Ponder Post: Money, Money, Money

When the kids were little we went to a seal and sea otter show at Sea World. An amusing part was this cute little otter who repeatedly darted across the stage on his hind legs, stealing small items with a voice over proclaiming in a wee voice Money, Money, Money – I'll be Rich, Rich, Rich! That is the way I felt tonight.

This adorable sea otter proclaims that he will be rich, rich, rich!

First let me set the stage. Frank has been working very hard stripping wallpaper in the bedroom... bit... by bit... by little bit... by itty-bitty bit.

I asked Frank to smile for the camera. I think this is as big a grin as removing wallpaper merits.

Part of the bedroom redecorating also involves, what else, clutter reduction. There has been a fish bowl on the window ledge where Frank would dump his spare change periodically.

This fish bowl, complete with cloudy lined lime deposits from its fish home days
 had been repurposed to catch Frank's pocket change.

As a break from peeling paper, Frank suggested we go off this evening on an adventure to find a location where we can cash in the coins without paying a fee of 10% or so to do it. On the drive over I asked him how much money he though was in the fish bowl. He guessed $122. I had no idea but based on Frank's guess, which I thought was high, I guessed $85.  Our local grocery store had a Coinstar machine up front beyond the cash registers. As it turns out if you are willing to accept a gift card instead of cash, there is no fee and you get 100% of the worth of your coins.

Here is typical Coinstar machine. Note tray at left to feed in coins, horseshoe shaped output at center for receipt and trough below for rejected coins and other miscellaneous stuff.

I shop online at Amazon a lot and so we opted for an Amazon gift card. We dumped the coins into a tray at the left, used its red handle to tilt the tray, and fed the coins into a slot midline on the machine. The screen gave us progress messages, saying to wait while it caught up and displaying a running count of the number of dollars, half dollars, quarters, dimes, nickels, and pennies. We did get a warning message that some coins had been rejected and we should check for them in the trough below. We did. We found a few coins, and fed them back through the machine again, this time successfully. There were two items we did not feed through again – a washer and a sprinkler head part.

Not legal tender.

We collected our receipt for an Amazon gift card from the central horseshoe shaped output port. Both Frank and I had guessed low. There had been $143.27 in that fishbowl!

All that metal just for this slip of paper.
Pretty pricey piece of paper.

Before we could lose this small piece of paper we went directly home. I logged into my Amazon account, entered the gift card code and voila- there was a credit for $143.27 available for use and with no expiration date.

This is my proof from Amazon that the money really did go somewhere.

Isn't modern technology wonderful?
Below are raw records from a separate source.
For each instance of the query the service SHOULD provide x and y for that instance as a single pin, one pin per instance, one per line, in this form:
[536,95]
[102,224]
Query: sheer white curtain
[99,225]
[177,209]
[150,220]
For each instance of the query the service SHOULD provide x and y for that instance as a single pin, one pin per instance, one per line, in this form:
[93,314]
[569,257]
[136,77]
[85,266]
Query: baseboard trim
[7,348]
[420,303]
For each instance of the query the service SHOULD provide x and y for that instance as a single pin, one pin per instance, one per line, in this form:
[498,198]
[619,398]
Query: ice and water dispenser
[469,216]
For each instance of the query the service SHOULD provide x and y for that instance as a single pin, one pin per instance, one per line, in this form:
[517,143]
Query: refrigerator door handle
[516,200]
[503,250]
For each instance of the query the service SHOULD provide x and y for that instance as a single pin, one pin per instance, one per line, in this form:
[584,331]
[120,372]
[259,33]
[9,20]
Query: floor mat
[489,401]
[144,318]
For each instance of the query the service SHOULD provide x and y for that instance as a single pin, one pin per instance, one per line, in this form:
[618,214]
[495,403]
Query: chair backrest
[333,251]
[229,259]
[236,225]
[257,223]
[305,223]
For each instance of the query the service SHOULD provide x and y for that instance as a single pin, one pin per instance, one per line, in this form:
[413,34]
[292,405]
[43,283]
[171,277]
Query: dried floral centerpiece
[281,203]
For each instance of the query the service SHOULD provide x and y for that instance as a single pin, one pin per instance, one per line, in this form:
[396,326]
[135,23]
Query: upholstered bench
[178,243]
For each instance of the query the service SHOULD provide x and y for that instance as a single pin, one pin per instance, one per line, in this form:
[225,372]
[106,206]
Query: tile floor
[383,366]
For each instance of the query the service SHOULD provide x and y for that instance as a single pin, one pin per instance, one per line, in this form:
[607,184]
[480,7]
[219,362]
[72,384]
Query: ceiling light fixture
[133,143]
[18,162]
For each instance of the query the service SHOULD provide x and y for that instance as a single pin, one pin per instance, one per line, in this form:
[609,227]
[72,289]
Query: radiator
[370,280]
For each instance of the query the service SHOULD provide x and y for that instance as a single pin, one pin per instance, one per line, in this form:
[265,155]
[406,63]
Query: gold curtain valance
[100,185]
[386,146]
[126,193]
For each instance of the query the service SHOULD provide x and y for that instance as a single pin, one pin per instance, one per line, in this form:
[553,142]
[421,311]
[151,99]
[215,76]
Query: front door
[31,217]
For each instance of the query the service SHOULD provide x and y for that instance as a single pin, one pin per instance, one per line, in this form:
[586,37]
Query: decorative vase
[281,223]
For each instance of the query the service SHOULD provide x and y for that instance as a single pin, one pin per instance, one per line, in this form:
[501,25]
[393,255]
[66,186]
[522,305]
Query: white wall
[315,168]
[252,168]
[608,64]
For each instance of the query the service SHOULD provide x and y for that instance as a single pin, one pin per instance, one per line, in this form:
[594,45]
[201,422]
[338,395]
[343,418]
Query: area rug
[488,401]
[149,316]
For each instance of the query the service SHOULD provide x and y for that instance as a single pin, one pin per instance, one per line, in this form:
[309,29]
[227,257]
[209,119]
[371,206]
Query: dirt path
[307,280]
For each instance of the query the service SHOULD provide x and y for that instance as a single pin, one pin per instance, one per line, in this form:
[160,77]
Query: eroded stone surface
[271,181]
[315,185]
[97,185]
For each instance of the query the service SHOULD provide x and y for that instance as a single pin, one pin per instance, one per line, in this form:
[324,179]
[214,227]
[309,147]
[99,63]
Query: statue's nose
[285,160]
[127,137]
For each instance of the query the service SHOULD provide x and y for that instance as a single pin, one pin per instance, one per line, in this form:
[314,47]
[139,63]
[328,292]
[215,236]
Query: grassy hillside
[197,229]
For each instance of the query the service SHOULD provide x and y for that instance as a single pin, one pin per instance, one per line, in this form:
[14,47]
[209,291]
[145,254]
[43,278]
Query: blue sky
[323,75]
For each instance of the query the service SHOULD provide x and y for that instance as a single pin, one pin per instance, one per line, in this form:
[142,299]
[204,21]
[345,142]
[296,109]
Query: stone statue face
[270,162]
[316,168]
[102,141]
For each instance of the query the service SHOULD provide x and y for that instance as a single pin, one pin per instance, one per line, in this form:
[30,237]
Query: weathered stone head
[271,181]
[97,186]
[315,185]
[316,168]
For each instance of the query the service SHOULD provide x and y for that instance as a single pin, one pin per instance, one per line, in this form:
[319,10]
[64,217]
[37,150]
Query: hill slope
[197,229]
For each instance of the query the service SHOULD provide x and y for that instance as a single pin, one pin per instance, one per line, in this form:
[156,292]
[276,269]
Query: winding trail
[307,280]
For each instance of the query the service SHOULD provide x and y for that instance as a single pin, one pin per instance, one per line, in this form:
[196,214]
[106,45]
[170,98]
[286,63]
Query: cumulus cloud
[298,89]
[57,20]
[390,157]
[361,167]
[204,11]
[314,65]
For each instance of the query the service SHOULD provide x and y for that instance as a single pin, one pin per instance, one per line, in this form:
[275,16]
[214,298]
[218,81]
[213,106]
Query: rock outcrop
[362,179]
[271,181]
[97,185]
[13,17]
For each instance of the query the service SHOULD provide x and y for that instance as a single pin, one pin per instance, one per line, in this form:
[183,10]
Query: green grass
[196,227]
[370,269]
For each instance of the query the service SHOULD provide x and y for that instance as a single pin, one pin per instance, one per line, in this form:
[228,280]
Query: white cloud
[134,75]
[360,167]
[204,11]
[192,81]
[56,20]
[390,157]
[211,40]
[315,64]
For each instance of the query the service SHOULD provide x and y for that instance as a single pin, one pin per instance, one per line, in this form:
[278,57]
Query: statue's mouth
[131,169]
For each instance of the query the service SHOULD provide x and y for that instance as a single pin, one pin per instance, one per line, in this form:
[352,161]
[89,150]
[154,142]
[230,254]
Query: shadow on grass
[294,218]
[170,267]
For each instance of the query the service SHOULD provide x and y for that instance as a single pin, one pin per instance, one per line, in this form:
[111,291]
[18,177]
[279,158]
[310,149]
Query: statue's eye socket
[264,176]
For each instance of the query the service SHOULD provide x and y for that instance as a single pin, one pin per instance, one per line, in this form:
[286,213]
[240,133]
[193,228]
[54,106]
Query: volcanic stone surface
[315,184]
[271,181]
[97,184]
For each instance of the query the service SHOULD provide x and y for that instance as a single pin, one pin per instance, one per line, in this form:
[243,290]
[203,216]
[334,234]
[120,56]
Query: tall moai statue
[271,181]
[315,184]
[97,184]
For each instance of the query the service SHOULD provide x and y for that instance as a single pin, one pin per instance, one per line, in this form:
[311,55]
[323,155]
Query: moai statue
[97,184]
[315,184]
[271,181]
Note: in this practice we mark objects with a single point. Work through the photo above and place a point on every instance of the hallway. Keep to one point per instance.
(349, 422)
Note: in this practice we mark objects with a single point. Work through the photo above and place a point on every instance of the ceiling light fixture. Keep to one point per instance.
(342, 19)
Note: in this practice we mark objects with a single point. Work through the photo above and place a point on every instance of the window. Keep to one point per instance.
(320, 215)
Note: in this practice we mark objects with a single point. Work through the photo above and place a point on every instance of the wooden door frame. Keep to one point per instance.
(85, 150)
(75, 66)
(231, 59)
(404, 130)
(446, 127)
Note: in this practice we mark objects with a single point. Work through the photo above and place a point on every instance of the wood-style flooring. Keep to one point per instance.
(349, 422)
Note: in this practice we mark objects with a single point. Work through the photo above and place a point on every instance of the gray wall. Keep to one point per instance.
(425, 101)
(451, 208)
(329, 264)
Isn't the spirit of recycling great? In less than 15 minutes we converted half a scratched-up glass fishbowl's worth of heavy, dirty, metal coins into one slip of paper and two pieces of hardware. That slip of paper, with a few keystrokes and the help of a few zippy electrons became $143.27.

I can now spend that $143.27 on Amazon to replenish the clutter we just removed! 

1 comment:

  1. Heh. Well, the nice thing about Amazon credits is that you can (and probably will) spend at least some of them to send clutter to, say, your grandkids' houses instead. And I am glad you guys got the wallpaper out of the master bedroom - it looks really great and we enjoyed the beachy theme when we stayed there.